Gesù risponde dicendo che il credente deve lasciarsi “attirare” dal Padre. La vera conoscenza di Gesù è un dono di Dio, dunque e non una semplice “impresa” dell’uomo. Chi vuole arrivare a Dio deve come lasciarsi prendere per mano dal Figlio che porta a Dio: è lui infatti il rivelatore, la via verso il Padre. La manna stessa era solo segno di un altro cibo. “Il pane che io darò è la mia carne per la vita del mondo”. Dunque, bisogna mangiare la carne del Signore. Gesù parla di “carne”, dunque, che è l’essere umano nella sua interezza, ma anche nella sua fragilità: Gesù dona il suo corpo, il suo corpo, debole. Ma questa debolezza – si lascia prendere, uccidere infatti – è segno di un dono, di un amore senza fine: è vita donata al mondo. Solo mangiando quella “carne” si arriva a Dio.

Il pane si “disfa” per “fare”

Gesù dice che bisogna mangiare la sua “carne”. Per capire il senso di quel comando paradossale, ci possiamo riferire proprio all’esperienza del mangiare. Il pane, infatti, si “disfa” per “fare” noi. Noi lo assimiliamo: una parte si incorpora ai nostri tessuti, una parte viene bruciata e produce energia. Il cibo si consuma e noi viviamo grazie a quel “disfarsi” e a quel consumarsi.

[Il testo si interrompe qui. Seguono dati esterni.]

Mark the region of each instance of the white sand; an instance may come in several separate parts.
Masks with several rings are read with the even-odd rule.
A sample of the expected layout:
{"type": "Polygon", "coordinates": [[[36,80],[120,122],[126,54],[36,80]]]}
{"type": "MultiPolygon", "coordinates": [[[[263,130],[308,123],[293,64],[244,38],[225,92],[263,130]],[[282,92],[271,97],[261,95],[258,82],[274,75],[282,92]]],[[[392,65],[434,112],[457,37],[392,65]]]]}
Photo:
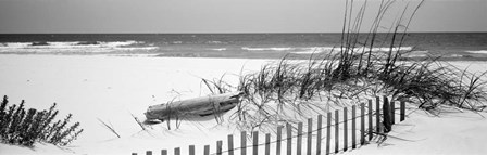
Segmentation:
{"type": "MultiPolygon", "coordinates": [[[[147,150],[159,153],[161,148],[195,144],[197,153],[205,144],[214,151],[216,140],[239,133],[233,126],[216,126],[213,118],[183,121],[179,130],[166,130],[166,124],[141,131],[130,113],[143,118],[148,105],[160,104],[173,98],[193,98],[209,93],[200,82],[203,78],[227,80],[238,78],[232,74],[257,70],[265,60],[237,59],[174,59],[174,57],[120,57],[120,56],[58,56],[58,55],[0,55],[0,95],[8,95],[11,103],[26,101],[27,107],[49,108],[55,102],[65,116],[73,113],[73,120],[82,122],[85,132],[68,151],[48,144],[30,148],[0,144],[0,154],[139,154],[147,150]],[[178,93],[173,90],[178,91],[178,93]],[[203,90],[203,91],[201,91],[203,90]],[[110,122],[122,135],[116,138],[97,120],[110,122]]],[[[485,70],[485,62],[454,62],[470,70],[485,70]]],[[[174,121],[171,124],[175,128],[174,121]]],[[[371,144],[352,154],[482,154],[487,120],[471,113],[454,113],[445,117],[429,117],[414,113],[408,121],[396,126],[394,135],[417,140],[400,141],[389,138],[389,144],[377,148],[371,144]],[[384,151],[384,152],[383,152],[384,151]]],[[[263,139],[263,138],[261,138],[263,139]]],[[[237,139],[236,139],[237,141],[237,139]]],[[[226,145],[226,144],[224,144],[226,145]]],[[[237,145],[237,144],[236,144],[237,145]]],[[[225,147],[224,147],[225,148],[225,147]]],[[[263,148],[262,148],[263,150],[263,148]]],[[[251,153],[251,150],[248,150],[251,153]]]]}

Gesù si è “disfatto” per noi, si è lasciato “triturare” dalla passione e dalla morte. Ora è glorioso, non muore più. Non si lascia “triturare” un’altra volta per comunicarsi. Semplicemente prende la figura di un alimento, del pane. Arrivato, con la sua morte-risurrezione, alla vita piena, è quella vita piena che ci dona. Dunque non un frammento piccolo e fragile della vita, ma la vita senza fine. “Se uno mangia di questo pane, vivrà in eterno”.